In the December of 1531, the Blessed Virgin Mary appeared to a native convert to Catholicism, named St. Juan Diego, in what is now Mexico City. On the ninth of December, she told him to tell the Bishop that she wanted a church built on the hill where they were (called Tepeyac). The Bishop didn't believe Juan, and dismissed him. On the way home, Our Lady met Juan again, and he related to her what had happened, asking her to send someone else, who was more learned and sophisticated. She replied that while she had many she could ask to do her will, "It is necessary for every reason that you yourself solicit and help." So the next day, St. Juan Diego went to the Bishop again, who again refused to believe him, but, impressed by his forthrightness and simplicity, asked Juan to ask Our Lady for a sign of confirmation. So Juan left the Bishop and again encountered Our Lady on top of Tepeyac hill. He asked for the sign, and she promised him that if he returned the next day, on the 11th, she would provide one for him.

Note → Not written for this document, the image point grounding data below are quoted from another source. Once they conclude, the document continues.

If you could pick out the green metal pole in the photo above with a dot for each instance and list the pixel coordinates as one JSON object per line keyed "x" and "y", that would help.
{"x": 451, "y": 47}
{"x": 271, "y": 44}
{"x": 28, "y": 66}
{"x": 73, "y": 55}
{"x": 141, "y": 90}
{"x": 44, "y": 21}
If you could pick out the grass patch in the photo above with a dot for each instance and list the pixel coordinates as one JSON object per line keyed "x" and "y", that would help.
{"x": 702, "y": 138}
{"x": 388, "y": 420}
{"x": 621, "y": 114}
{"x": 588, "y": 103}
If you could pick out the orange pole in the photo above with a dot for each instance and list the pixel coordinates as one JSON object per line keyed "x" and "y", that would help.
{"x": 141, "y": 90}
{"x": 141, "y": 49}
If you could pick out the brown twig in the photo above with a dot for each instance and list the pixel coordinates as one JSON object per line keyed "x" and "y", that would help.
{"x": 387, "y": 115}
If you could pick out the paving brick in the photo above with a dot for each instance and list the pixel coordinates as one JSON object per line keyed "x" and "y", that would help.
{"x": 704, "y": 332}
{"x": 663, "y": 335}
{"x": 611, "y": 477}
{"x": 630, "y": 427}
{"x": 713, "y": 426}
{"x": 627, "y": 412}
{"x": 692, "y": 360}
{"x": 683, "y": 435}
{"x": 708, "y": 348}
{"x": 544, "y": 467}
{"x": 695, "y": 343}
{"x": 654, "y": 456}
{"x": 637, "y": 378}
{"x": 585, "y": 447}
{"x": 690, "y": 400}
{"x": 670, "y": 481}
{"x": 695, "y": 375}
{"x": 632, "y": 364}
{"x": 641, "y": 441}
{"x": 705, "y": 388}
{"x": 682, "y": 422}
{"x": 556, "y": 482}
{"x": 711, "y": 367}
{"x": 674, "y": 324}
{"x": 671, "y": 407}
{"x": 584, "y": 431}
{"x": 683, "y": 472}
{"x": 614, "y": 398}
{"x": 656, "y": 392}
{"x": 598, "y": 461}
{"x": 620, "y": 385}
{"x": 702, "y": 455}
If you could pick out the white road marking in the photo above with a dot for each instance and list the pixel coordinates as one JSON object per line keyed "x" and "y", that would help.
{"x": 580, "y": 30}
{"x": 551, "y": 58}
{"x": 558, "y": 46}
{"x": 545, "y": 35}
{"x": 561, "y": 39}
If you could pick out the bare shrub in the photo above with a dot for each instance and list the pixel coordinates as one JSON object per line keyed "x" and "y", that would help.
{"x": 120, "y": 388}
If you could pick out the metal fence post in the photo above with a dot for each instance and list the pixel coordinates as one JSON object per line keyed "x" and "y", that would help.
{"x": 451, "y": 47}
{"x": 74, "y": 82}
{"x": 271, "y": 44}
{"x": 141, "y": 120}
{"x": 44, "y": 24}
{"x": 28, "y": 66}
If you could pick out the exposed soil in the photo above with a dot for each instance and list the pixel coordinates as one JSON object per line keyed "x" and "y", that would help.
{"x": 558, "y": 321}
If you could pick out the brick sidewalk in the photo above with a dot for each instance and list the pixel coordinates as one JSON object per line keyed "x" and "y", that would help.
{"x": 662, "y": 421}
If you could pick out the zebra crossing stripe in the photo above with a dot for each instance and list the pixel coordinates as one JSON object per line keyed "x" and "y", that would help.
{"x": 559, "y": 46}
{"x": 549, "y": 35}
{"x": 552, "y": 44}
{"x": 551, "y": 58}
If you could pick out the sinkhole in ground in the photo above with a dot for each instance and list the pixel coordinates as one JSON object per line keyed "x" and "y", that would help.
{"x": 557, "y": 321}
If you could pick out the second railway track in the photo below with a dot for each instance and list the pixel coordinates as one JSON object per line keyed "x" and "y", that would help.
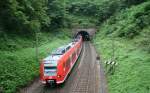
{"x": 84, "y": 77}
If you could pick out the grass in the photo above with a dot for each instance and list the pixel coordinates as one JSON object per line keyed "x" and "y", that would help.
{"x": 19, "y": 67}
{"x": 133, "y": 71}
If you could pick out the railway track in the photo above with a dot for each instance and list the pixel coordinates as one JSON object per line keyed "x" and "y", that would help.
{"x": 84, "y": 77}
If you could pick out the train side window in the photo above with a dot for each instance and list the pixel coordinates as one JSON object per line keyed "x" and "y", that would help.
{"x": 63, "y": 51}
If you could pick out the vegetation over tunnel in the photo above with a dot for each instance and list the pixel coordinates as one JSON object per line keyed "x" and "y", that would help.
{"x": 85, "y": 35}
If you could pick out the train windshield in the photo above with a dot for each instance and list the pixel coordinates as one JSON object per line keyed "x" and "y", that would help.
{"x": 50, "y": 71}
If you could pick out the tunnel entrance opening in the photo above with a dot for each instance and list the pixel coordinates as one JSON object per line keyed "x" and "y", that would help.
{"x": 85, "y": 35}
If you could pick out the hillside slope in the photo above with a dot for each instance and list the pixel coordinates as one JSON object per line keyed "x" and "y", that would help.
{"x": 129, "y": 30}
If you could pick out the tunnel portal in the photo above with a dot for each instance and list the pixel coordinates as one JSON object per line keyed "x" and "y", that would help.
{"x": 84, "y": 34}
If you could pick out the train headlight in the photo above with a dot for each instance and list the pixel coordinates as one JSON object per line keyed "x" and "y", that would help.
{"x": 59, "y": 76}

When Juan returned home, however, he found his uncle, Juan Bernardino, deathly ill. He stayed with his uncle the whole next day, but on the twelfth, his uncle sent him to fetch a priest to administer the Last Rites. While Juan was on the way, he remembered Our Lady, and went around Tepeyac seeking to avoid her, not because he didn't wish to complete her task, but because he wanted to take care of his uncle first. The Virgin Mary, however, came down the hill and met him on the way, asking why he had failed to come to her. Having explained about his dying uncle, she assured him that his uncle was already cured of the terminal illness, and sent him to the top of the hill to collect the promised sign. Later, St. Juan Diego would find out that Our Lady appeared to his uncle at that very moment and healed him. She also revealed to Juan Bernardino her title, Our Lady of Guadalupe. Why Guadalupe? Actually, it's a phonetic equivalent in Spanish of the Nahuatl word, Coatlaxopeuh, which means, "I smashed the serpent with the foot," recalling God's promise of redemption in Genesis 3:15.

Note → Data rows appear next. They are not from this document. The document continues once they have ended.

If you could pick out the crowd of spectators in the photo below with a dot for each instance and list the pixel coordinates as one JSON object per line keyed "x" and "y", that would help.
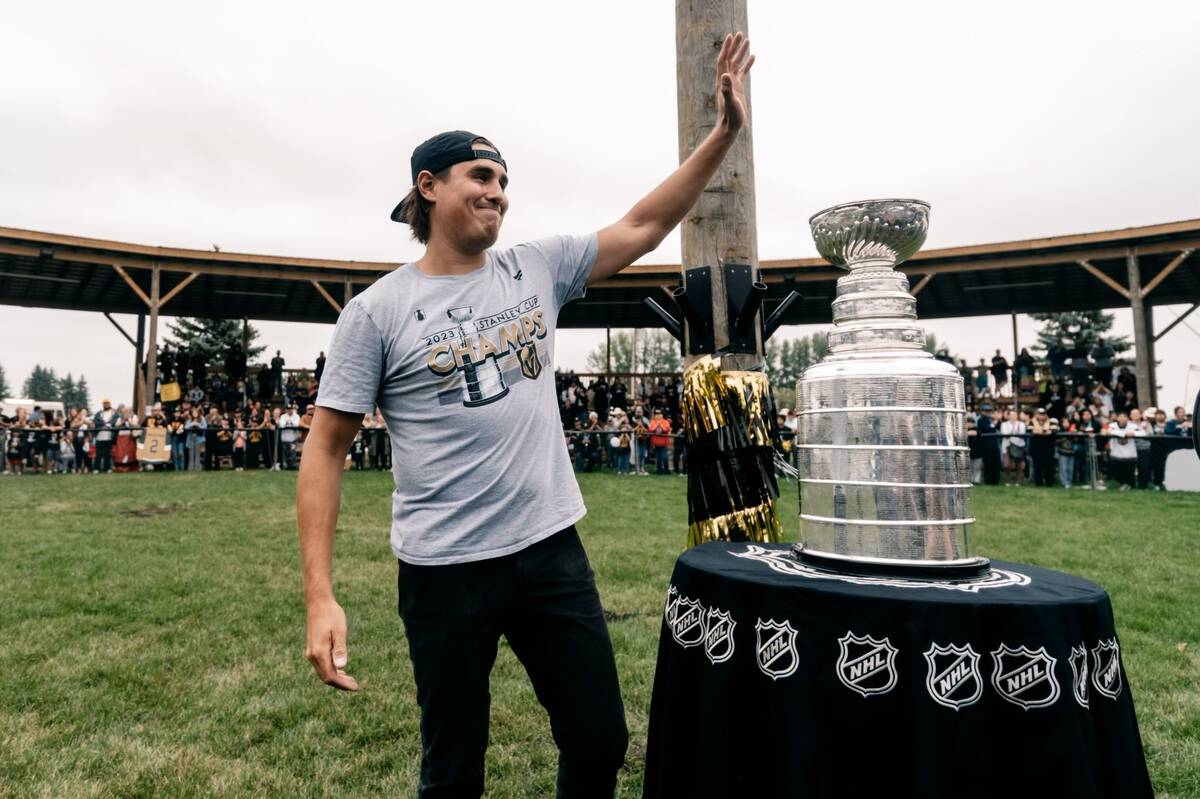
{"x": 1085, "y": 428}
{"x": 223, "y": 419}
{"x": 622, "y": 427}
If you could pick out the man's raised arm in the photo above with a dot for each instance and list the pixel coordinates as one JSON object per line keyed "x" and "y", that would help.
{"x": 657, "y": 214}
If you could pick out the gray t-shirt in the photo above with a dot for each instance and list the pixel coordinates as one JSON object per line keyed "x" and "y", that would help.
{"x": 461, "y": 366}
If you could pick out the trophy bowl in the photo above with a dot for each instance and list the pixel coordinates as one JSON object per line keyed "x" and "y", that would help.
{"x": 870, "y": 233}
{"x": 882, "y": 442}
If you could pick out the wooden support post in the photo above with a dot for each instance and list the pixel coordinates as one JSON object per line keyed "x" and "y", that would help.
{"x": 1104, "y": 278}
{"x": 329, "y": 298}
{"x": 138, "y": 391}
{"x": 1177, "y": 320}
{"x": 721, "y": 226}
{"x": 1167, "y": 271}
{"x": 1140, "y": 332}
{"x": 922, "y": 283}
{"x": 153, "y": 347}
{"x": 1012, "y": 374}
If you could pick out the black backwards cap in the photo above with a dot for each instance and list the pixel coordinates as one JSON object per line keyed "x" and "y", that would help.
{"x": 445, "y": 150}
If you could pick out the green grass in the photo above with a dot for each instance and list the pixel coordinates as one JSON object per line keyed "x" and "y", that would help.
{"x": 151, "y": 631}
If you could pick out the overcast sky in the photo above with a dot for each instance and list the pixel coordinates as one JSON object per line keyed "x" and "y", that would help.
{"x": 286, "y": 128}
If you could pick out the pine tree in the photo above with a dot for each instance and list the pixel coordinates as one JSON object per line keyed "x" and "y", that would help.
{"x": 213, "y": 337}
{"x": 66, "y": 391}
{"x": 42, "y": 384}
{"x": 82, "y": 394}
{"x": 1079, "y": 328}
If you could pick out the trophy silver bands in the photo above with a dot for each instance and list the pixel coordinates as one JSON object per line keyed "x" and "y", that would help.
{"x": 885, "y": 469}
{"x": 483, "y": 380}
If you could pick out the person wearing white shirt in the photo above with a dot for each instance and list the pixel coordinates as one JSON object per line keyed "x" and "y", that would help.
{"x": 289, "y": 431}
{"x": 1122, "y": 449}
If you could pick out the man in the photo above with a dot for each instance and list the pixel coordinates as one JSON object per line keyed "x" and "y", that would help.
{"x": 103, "y": 424}
{"x": 1102, "y": 356}
{"x": 660, "y": 439}
{"x": 1122, "y": 450}
{"x": 454, "y": 349}
{"x": 1000, "y": 371}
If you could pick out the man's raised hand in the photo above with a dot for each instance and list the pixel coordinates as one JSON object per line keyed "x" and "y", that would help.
{"x": 733, "y": 65}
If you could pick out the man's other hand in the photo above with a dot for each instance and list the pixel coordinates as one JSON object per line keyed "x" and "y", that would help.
{"x": 733, "y": 65}
{"x": 325, "y": 648}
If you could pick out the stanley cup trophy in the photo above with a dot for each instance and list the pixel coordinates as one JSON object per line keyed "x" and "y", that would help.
{"x": 483, "y": 379}
{"x": 882, "y": 446}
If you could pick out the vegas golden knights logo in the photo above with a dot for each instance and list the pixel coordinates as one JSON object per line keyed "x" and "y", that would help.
{"x": 531, "y": 364}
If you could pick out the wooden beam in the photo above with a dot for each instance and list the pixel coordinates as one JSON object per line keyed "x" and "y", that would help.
{"x": 321, "y": 289}
{"x": 1144, "y": 356}
{"x": 179, "y": 287}
{"x": 1167, "y": 270}
{"x": 120, "y": 329}
{"x": 721, "y": 226}
{"x": 1171, "y": 326}
{"x": 132, "y": 284}
{"x": 1104, "y": 278}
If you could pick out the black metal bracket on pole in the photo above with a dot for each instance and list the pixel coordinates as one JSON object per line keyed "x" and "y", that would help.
{"x": 743, "y": 305}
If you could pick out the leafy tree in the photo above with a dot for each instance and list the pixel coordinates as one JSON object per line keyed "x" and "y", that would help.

Mary instructed Juan to go and pick the flowers he would find growing at the top of the hill--and there, in a barren, rocky place, in the dead of winter, he found beautiful Castillian roses growing, roses not native to Mexico, but very familiar to the Spanish bishop. After he had gathered them up, she herself arranged them in his tilma, a mantle made of cactus fibre, and told him not to open the tilma to anyone but the bishop. When he arrived at the bishops house, the servants, tiring of his frequent visits, refused to let him in until he showed them what was in his tilma, but because of Our Lady's instruction, he refused. Finally, the bishop was summoned, and St. Juan opened his tilma, letting the roses fall to the ground. But the miracle didn't end with the roses, for on the tilma was the image of Our Lady as she had appeared to St. Juan Diego. The bishop fell to his knees weeping in remorse for not having believed Juan immediately, and took the tilma to his own private chapel. He commissioned the chapel to be built on Tepeyac, and when it was complete, placed the tilma with the image above the altar. Within ten years of the chapel's construction, nine million natives had converted to Christianity!

This conversion brought about major changes to Mexico. At that time, the natives viewed the Spanish with great distrust, and the Spanish, for their part, had refused to acknowledge that the natives even had real human souls. With the appearance of Our Lady to Juan Diego, hostilities ceased, and peace reigned between the Spanish and the natives, forming a new race of "Mestizo", who still to this day consider Our Lady their Mother. Further, with the natives' conversion to Christianity, their fear-filled religion of human sacrifice was done away with. A culture of death, sacrificing tens of thousands of people to their gods in order that they would be blessed with prosperity, suddenly found themselves in the care of a loving God who Himself provided the only Sacrifice they would need, in His Son.

Now, nearly 500 years later, the cactus-fibre tilma still exists, and the image still is on it. It has survived the elements, accidents, and outright attempts to destroy it (such as a bomb blast by anti-clerical forces in 1921 which decimated the entire church, but the tilma remained intact). Miracles continue to be wrought at the most visited Marian shrine in the world, as healing was worked in the case of Juan Bernardino, and Our Lady continues to reveal that her Son truly is Emmanuel--God-with-us.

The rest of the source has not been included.